Minutes after President Mohamed Morsy announced the new constitutional declaration and his decision to appoint a new prosecutor general to replace Abdel Meguid Mahmoud, Talaat Ibrahim Abdallah was sworn in as Mahmoud's successor.
Al-Masry Al-Youm tweeted on Thursday evening that after swearing in, Abdallah announced his intention to retry former President Hosni Mubarak, his Interior Minister Habib al-Adly and other officials of the ousted regime on charges of killing protesters.
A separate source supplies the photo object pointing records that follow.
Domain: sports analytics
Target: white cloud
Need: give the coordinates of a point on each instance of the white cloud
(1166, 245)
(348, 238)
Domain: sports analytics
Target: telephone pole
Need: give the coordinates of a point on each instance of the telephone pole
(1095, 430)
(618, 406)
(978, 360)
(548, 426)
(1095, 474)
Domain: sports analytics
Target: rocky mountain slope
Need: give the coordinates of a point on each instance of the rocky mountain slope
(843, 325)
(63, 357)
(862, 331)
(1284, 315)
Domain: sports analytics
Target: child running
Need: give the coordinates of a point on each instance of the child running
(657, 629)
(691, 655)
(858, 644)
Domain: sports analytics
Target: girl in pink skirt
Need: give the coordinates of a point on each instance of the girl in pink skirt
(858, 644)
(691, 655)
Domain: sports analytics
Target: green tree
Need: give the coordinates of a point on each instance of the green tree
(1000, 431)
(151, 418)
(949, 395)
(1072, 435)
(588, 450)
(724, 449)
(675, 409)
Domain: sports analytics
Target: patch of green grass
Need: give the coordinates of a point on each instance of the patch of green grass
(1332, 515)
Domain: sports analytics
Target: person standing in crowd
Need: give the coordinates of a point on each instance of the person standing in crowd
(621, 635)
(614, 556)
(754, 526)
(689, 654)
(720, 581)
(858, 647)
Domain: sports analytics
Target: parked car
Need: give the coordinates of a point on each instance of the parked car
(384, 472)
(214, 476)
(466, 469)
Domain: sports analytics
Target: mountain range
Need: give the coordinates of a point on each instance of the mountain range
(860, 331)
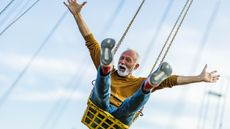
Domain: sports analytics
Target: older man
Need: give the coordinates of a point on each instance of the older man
(117, 90)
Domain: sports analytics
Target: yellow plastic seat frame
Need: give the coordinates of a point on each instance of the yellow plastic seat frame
(96, 118)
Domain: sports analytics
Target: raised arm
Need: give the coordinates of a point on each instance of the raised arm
(204, 76)
(91, 43)
(75, 8)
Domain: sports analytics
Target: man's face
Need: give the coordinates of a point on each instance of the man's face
(127, 63)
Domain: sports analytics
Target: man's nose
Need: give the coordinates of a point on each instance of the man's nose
(122, 61)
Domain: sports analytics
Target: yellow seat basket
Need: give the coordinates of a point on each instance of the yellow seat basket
(96, 118)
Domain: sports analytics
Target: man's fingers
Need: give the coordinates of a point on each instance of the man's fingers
(83, 4)
(65, 4)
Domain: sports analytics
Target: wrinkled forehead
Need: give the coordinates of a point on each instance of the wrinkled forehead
(129, 53)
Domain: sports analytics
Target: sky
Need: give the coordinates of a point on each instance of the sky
(46, 71)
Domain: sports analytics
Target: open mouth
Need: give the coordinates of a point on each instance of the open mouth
(122, 68)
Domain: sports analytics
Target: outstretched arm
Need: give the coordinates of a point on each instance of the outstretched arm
(204, 76)
(75, 8)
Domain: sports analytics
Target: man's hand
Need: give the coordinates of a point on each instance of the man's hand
(74, 7)
(209, 76)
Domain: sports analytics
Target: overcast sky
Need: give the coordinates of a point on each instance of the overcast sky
(46, 71)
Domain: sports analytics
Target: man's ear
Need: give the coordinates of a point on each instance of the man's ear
(136, 66)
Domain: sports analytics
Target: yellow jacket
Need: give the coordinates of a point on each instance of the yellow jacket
(121, 87)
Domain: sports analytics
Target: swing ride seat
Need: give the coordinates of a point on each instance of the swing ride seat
(96, 118)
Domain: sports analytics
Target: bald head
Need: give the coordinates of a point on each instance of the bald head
(132, 53)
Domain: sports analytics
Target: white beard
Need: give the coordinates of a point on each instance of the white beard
(122, 73)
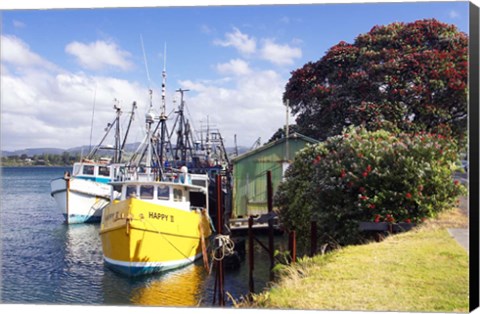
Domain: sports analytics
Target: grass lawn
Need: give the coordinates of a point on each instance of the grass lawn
(423, 270)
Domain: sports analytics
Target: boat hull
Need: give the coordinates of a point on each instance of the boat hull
(80, 200)
(140, 238)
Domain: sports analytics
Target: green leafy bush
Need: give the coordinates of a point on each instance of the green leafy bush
(368, 176)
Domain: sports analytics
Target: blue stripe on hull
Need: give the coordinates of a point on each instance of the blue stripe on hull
(135, 271)
(78, 219)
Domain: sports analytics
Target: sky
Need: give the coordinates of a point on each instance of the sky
(63, 69)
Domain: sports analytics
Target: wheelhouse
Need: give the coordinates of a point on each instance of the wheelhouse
(98, 172)
(190, 195)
Several demonstrations over the past months have demanded the cleansing of the judiciary and Mahmoud's dismissal after several officials of the former regime were acquitted of charges of killing protesters during the January 2011 revolution, particularly after the acquittal of those accused of responsibility for the Battle of the Camel,
The previous sentences of officials charged with killing demonstators would be cancelled, Aballah said. Also, new investigations would be opened into 17 former security directors and 53 officers and policemen who have been acquitted on these charges.
The new investigations are scheduled to begin within a week, and prosecutors will ask the Interior Ministry and the Intelligence Service to provide them with any evidence they have.
Those who were involved in the Battle of the Camel would also be reinvestigated, and their acquittal sentences canceled.
Abdallah was involved in the movement for the independence of the judiciary under former President Hosni Mubarak, was vice president of the Court of Cassation and a member of the committee that was formed by the Judges Club to deal with fraud in the 2005 parliamentary elections. He is 54 years old, born in Tanta, Gharbiya.